Вопреки дефиниции повествования Терца как «фантастического литературоведения» Синявский неизменно учитывает опыт специалистов-предшественников и демонстрирует пути критического переосмысления устоявшихся положений о «Мертвых душах», не отвергая существующие знания, но аксиологически взвешивая их. Повествованию Синявского-Терца все более характерны диалогически структурированные обороты «Перед нами пример…» (с. 119), «…нам говорят» (с. 140), «…привычно думать» (с. 115), «широко и подробно был освещен…» (с. 93), «делались попытки отыскать…» (с. 152). Или например: «Документами биографии Гоголя можно без труда подтвердить…» (с. 135). Неслучаен и ссылочный постраничный комментарий, обильно представленный в комментировании «его» Гоголя.
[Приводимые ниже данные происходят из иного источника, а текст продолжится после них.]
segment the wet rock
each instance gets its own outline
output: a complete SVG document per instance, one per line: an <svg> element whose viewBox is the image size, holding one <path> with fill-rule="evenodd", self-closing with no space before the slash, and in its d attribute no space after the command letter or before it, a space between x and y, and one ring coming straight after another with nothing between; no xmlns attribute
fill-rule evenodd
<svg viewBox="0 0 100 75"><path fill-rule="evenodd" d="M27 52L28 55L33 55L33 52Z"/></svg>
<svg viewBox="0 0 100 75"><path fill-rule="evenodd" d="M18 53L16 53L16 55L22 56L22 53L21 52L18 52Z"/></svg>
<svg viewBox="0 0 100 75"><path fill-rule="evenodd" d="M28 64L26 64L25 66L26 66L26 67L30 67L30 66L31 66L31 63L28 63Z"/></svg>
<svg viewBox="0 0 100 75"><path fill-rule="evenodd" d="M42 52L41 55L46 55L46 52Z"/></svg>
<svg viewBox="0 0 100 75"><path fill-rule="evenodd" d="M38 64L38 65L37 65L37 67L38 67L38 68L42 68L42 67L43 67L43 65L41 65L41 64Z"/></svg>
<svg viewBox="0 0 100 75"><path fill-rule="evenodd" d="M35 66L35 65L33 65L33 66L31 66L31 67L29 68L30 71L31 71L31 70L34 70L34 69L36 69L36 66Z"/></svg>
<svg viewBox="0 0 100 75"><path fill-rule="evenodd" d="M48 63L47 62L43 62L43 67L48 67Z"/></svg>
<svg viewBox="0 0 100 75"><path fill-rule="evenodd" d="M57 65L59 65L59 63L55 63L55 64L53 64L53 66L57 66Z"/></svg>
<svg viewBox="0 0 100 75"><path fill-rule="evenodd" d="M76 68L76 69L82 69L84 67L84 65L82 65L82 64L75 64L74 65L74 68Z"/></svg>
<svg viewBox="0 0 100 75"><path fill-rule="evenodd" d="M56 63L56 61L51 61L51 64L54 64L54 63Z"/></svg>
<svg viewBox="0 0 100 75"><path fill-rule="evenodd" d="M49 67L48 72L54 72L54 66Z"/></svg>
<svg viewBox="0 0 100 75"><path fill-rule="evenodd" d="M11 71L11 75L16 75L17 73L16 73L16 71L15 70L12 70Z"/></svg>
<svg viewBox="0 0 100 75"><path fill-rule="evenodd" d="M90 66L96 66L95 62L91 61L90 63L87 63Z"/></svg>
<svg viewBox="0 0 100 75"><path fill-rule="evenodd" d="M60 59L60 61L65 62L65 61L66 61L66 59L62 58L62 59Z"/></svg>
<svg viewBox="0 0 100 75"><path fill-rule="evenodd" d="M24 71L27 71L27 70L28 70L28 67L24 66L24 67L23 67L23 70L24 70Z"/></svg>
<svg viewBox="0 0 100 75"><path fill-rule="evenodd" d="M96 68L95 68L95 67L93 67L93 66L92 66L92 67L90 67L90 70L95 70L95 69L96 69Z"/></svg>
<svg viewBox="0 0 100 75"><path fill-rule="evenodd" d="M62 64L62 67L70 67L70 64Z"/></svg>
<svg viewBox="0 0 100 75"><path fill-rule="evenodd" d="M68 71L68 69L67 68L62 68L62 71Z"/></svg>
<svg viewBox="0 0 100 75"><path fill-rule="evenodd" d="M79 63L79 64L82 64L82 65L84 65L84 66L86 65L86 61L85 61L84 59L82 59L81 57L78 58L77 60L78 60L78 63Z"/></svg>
То есть Синявский фундаментализует свои наблюдения над «Мертвыми душами», предлагает их (как и в случае «Ревизора») на фоне и в контексте (интертексте) уже существующих (бытующих) концепций.
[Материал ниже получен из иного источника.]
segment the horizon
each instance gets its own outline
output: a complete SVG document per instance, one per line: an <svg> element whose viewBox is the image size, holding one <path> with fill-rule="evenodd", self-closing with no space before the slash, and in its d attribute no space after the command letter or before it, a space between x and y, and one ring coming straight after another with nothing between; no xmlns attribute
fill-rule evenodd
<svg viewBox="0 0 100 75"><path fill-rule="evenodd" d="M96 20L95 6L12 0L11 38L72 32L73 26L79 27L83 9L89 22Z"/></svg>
Между тем «Мертвые души» служат Синявскому-Терцу не материалом для литературоведческих изысканий, но обеспечивают (гарантируют) ему возможность осмысления личности Гоголя. Острота научного видения позволяет Синявскому-Терцу преодолеть (игнорировать) привычную общетеоретическую «аксиому» о несовпадении автора и героя, личности и персонажа. Канонический «лирический герой» (например, не равный Пушкину ни в одном из его поэтических текстов) революционно опровергается Терцем в его аналитических размышлениях о Гоголе. И даже более того – исследователь смело запараллеливает и совмещает Гоголя и «мертвые души». Синявский выдвигает «крамольную» гипотезу: «биография подлинника» превращается в «фабулу романа» (с. 121), «…именно с ними, с мертвыми душами своей поэмы, он [Гоголь] устанавливает душевную близость» (с. 126).
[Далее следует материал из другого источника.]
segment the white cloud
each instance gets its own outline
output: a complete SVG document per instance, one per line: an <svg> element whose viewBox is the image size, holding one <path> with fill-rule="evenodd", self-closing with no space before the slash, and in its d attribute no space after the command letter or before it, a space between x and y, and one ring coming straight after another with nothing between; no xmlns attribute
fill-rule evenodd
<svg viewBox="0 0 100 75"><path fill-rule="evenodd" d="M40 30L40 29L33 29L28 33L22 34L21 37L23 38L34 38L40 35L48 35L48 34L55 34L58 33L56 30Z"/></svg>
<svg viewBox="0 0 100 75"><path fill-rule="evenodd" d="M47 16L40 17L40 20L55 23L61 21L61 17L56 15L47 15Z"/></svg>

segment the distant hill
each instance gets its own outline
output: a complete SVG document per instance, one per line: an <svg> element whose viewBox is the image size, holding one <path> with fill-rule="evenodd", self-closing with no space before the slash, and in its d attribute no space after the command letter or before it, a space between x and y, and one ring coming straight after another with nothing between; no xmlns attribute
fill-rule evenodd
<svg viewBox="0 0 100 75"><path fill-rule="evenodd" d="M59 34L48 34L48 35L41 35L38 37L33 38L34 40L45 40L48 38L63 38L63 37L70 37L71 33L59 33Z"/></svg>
На основе «неожиданного сближения» Синявский-Терц подступает к осознанию сущности не столько собственно художественного текста, сколько глубин психологии творчества. По Синявскому: «Одно из чудесных внушений, как сделалось известным из достаточно откровенных признаний Гоголя, состояло в том, что он должен наделять персонажей собственными пороками и освобождаться от них по мере литературной работы. Этим убивались сразу два зайца: писатель оснащал и унаваживал произведение хорошо ему знакомым, взятым из души материалом, и сам постепенно становился лучше и чище, расправляясь со своими грехами» (с. 122).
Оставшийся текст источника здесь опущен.